In the X-ray imaging apparatus of the present invention, the slip rings may be concentrically fixed to the signal processing circuit board or to a flat plate provided independently of the signal processing circuit board and arranged perpendicular to the optical center axis.
In the X-ray imaging apparatus of the present invention, the optical lens assembly may include an anamorphic lens system incorporating a cylindrical lens, and the solid-state imaging device may have a rectangular image-receiving surface. In this case, the anamorphic lens system forms an elliptical image by enlarging or reducing the output visible-light image of the X-ray image intensifier in one direction, and projects the elliptical image on the rectangular image-receiving surface of the solid-state imaging device such that the longer-axis direction of the elliptical image and that of the image-receiving surface coincide with each other.

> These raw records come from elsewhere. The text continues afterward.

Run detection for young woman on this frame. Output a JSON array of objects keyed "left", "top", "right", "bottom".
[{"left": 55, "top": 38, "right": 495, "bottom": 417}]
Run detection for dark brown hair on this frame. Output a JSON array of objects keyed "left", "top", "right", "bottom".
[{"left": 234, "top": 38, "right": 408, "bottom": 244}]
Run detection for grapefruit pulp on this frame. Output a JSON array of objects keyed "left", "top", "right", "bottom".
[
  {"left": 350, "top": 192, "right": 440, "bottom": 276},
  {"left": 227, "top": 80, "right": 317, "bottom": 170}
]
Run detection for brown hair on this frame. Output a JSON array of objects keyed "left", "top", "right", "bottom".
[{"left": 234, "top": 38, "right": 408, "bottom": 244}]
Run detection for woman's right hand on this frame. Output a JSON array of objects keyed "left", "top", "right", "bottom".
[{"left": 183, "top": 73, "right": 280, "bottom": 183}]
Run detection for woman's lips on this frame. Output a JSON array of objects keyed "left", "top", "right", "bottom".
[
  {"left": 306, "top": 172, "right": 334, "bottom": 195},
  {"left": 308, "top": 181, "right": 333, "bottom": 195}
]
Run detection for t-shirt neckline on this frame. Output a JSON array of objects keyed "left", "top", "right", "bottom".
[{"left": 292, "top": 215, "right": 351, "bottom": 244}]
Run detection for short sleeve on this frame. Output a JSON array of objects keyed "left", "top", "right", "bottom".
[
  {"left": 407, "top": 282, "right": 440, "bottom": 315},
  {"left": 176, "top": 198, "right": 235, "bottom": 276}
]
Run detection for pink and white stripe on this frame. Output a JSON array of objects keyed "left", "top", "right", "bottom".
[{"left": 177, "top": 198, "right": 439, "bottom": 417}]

In the X-ray imaging apparatus of the present invention, the optical lens assembly may be arranged in the space inside the support frame, and the motor may be arranged in the space surrounding the optical lens assembly.
In the X-ray imaging apparatus of the present invention, the optical lens assembly may include an electrically-driven diaphragm. A signal for driving this diaphragm is supplied by way of the slip rings.
In the X-ray imaging apparatus of the present invention, a cylindrical lens may be used to form an image whose size is reduced in the vertical direction of the solid-state imaging device.